As concessionárias fornecedoras de energia para essas instalações deverão tomar cuidados específicos, principalmente com os serviços de manutenção e, sobretudo, com a operação de religadores na rede de distribuição [3].


Referências

  1. Taschner, N.P.: Gripe espanhola: 100 anos da mãe das pandemias. Será que algo parecido pode se repetir? 24/04/2018. https://saude.abril.com.br – acesso em 16/04/2020.

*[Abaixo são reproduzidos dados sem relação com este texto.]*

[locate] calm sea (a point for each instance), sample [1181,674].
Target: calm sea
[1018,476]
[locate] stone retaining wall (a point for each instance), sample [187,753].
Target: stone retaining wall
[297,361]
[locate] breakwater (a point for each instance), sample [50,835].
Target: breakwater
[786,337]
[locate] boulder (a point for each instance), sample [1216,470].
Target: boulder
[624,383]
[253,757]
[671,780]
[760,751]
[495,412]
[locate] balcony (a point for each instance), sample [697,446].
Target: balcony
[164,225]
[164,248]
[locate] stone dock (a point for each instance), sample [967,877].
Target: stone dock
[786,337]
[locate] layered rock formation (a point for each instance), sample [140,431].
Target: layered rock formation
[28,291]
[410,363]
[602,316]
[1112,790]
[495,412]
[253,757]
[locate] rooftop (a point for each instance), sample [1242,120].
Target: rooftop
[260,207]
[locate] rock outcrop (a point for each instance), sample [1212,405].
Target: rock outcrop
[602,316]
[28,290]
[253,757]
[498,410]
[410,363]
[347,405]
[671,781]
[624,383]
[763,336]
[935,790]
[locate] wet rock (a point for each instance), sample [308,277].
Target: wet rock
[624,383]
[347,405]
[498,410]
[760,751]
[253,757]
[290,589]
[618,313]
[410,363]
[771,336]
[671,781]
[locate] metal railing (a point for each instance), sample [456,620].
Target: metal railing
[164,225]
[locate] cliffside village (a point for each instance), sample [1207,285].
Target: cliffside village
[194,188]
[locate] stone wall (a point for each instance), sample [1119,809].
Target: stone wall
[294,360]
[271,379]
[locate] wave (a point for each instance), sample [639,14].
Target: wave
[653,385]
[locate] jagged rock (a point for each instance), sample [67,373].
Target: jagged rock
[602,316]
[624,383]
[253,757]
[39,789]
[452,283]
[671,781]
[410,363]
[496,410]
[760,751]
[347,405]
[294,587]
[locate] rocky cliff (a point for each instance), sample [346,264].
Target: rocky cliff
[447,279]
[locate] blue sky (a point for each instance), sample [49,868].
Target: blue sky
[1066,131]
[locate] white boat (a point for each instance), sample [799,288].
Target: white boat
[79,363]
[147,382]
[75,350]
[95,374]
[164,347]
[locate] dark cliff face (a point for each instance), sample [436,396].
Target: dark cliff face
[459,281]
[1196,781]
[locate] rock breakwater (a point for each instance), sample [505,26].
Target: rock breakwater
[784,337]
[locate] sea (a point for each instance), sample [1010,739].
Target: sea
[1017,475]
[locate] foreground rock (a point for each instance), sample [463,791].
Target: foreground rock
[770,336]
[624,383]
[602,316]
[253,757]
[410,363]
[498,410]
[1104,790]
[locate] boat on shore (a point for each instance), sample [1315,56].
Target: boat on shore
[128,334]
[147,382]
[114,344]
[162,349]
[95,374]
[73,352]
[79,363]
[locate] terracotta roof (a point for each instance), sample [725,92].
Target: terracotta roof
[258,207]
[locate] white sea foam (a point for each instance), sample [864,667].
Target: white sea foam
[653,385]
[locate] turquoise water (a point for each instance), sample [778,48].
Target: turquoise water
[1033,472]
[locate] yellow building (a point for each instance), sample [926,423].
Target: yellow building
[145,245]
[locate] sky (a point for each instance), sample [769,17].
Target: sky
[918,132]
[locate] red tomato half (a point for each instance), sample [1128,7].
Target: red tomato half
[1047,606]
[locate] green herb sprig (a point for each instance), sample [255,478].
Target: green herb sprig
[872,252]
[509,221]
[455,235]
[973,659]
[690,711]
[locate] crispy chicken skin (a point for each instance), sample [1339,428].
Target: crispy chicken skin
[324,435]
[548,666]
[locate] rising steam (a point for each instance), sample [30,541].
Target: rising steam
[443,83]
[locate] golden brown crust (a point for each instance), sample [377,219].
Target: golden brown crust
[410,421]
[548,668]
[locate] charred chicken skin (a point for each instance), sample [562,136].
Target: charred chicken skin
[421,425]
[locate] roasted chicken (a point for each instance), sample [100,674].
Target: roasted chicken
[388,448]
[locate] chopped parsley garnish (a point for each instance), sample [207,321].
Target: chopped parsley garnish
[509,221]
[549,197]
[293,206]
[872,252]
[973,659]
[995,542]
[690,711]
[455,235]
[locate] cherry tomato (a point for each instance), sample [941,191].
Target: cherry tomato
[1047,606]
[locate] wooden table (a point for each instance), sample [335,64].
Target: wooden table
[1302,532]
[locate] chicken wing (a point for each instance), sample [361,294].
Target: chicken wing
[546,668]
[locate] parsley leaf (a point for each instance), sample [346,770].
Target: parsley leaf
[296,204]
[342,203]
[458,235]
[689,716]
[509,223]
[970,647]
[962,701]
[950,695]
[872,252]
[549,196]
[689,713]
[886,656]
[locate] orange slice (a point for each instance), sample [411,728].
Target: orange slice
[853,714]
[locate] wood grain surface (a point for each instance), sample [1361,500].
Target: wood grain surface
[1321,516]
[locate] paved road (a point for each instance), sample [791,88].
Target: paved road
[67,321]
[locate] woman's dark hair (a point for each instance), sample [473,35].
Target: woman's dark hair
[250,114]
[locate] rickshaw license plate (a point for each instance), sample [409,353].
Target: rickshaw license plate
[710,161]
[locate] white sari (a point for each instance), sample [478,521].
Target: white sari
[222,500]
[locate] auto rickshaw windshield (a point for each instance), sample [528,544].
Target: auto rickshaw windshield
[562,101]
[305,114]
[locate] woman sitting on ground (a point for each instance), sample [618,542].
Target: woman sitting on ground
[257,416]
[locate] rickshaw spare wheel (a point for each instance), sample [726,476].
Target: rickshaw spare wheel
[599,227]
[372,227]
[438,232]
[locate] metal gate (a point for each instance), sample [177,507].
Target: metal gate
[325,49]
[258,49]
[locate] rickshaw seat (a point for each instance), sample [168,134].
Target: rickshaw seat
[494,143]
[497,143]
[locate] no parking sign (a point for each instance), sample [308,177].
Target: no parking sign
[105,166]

  2. Hall, E. J.: Tratado de fisiologia médica. Elsevier. 2016
  3. Ramos, M.C.G.: Uma contribuição para a área de saúde por meio da verificação do impacto da qualidade de energia e das instalações elétricas nos equipamentos eletromédicos. Tese de doutorado. EPUSP. 2009. 253p.
  4. IEC 61000-4-11:2004 - Electromagnetic compatibility (EMC) Part 4-11: Testing and measurement techniques - Voltage dips, short interruptions and voltage variations immunity tests.
  5. Ramos, M.C.G.: Os distúrbios de tensão e corrente e os equipamentos eletromédicos. Revista Eletricidade Moderna nº 422, maio de 2009, p. 276.
  6. Ramos, M.C.G.: Qualidade de energia: perturbações em clínica de nefrologia após instalação de ar condicionado. Revista Eletricidade Moderna nº 542, maio de 2019, p. 44.